La historia se repite para Manuel

PONTEVEDRA

El parapléjico que tuvo que viajar a Andalucía en taxi por falta de tren se topa ahora con dificultades con el autobús

26 mar 2008 . Actualizado a las 02:00 h.

El encuentro no tenía precio. Iba a ver nacer a su nieto. Pero tuvo que pagar mil euros por un viaje Pontevedra-Cádiz cuando llegar a la ciudad andaluza le saldría a cualquiera de sus vecinos por la cuarta parte. Los 750 euros restantes son el sobrecoste que tuvo que asumir porque la silla de ruedas en la que Manuel Bastón está postrado desde 1994 como consecuencia de un accidente laboral no le permitió viajar en el tren que cubre el trayecto hasta Cádiz de forma habitual. Sucedió en diciembre del año pasado.

Esta vez todo pintaba mejor. Se trataba de un viaje organizado a Mallorca para el que le convocó la propia Xunta por carta. Además, con un coste de 166,30 euros que la pareja se encargó de ingresar el pasado 7 de febrero. Pero se volvió a quedar en tierra. Otra vez la silla de ruedas se interpuso entre él y el medio de transporte habilitado para el viaje, que en esta ocasión fue un autobús.

Manuel Bastón pagó la cuota y se presentó el pasado 3 de marzo en el punto convenido para empezar el viaje de placer organizado por la Xunta a la isla.
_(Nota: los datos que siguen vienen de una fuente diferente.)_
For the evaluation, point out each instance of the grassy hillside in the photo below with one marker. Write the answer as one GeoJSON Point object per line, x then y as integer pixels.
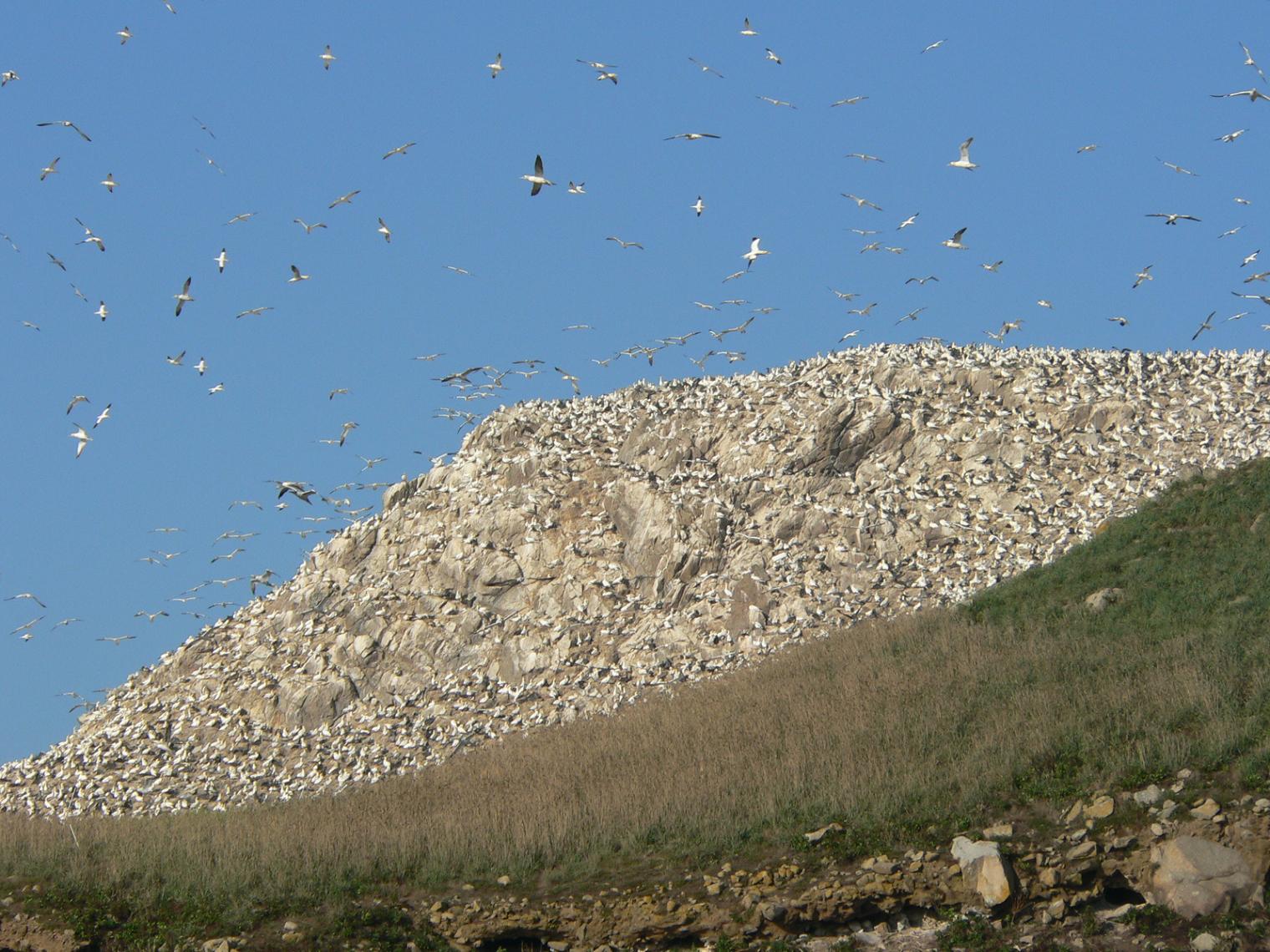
{"type": "Point", "coordinates": [903, 732]}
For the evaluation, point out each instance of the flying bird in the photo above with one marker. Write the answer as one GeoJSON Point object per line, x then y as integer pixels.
{"type": "Point", "coordinates": [754, 253]}
{"type": "Point", "coordinates": [399, 150]}
{"type": "Point", "coordinates": [84, 439]}
{"type": "Point", "coordinates": [860, 202]}
{"type": "Point", "coordinates": [1252, 94]}
{"type": "Point", "coordinates": [964, 160]}
{"type": "Point", "coordinates": [704, 68]}
{"type": "Point", "coordinates": [1176, 168]}
{"type": "Point", "coordinates": [1170, 217]}
{"type": "Point", "coordinates": [183, 297]}
{"type": "Point", "coordinates": [537, 180]}
{"type": "Point", "coordinates": [68, 124]}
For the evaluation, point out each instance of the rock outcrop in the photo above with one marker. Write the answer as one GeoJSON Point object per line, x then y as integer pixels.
{"type": "Point", "coordinates": [577, 555]}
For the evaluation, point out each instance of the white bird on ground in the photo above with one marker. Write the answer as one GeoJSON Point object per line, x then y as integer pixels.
{"type": "Point", "coordinates": [537, 180]}
{"type": "Point", "coordinates": [964, 160]}
{"type": "Point", "coordinates": [183, 296]}
{"type": "Point", "coordinates": [754, 253]}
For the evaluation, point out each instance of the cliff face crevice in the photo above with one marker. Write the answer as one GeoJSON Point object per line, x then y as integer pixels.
{"type": "Point", "coordinates": [577, 555]}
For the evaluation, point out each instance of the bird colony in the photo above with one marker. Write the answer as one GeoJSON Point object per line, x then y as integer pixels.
{"type": "Point", "coordinates": [577, 555]}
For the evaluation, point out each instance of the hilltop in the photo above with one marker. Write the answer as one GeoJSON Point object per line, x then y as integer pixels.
{"type": "Point", "coordinates": [576, 556]}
Una cadena de errores entre la organización y las empresas encargadas de las reservas hizo que el viaje para el que había sido convocado por la Xunta no reservara un autobús con rampa de transporte adaptado.

Harto de sumar trabas a las que ya de por sí debe afrontar cada día, Manuel Bastón y su esposa han puesto el caso en manos de la justicia. Han remitido un escrito al juzgado de primera instancia e instrucción en el que especifican que desean formular denuncia contra la Xunta de Galicia como organizadora del viaje. «Parece mentira que pase isto -dice Manuel Bastón-. Envían a carta para ir á viaxe, fante ir ata alí e quedas como un parvo, sen poder subir ao autobús».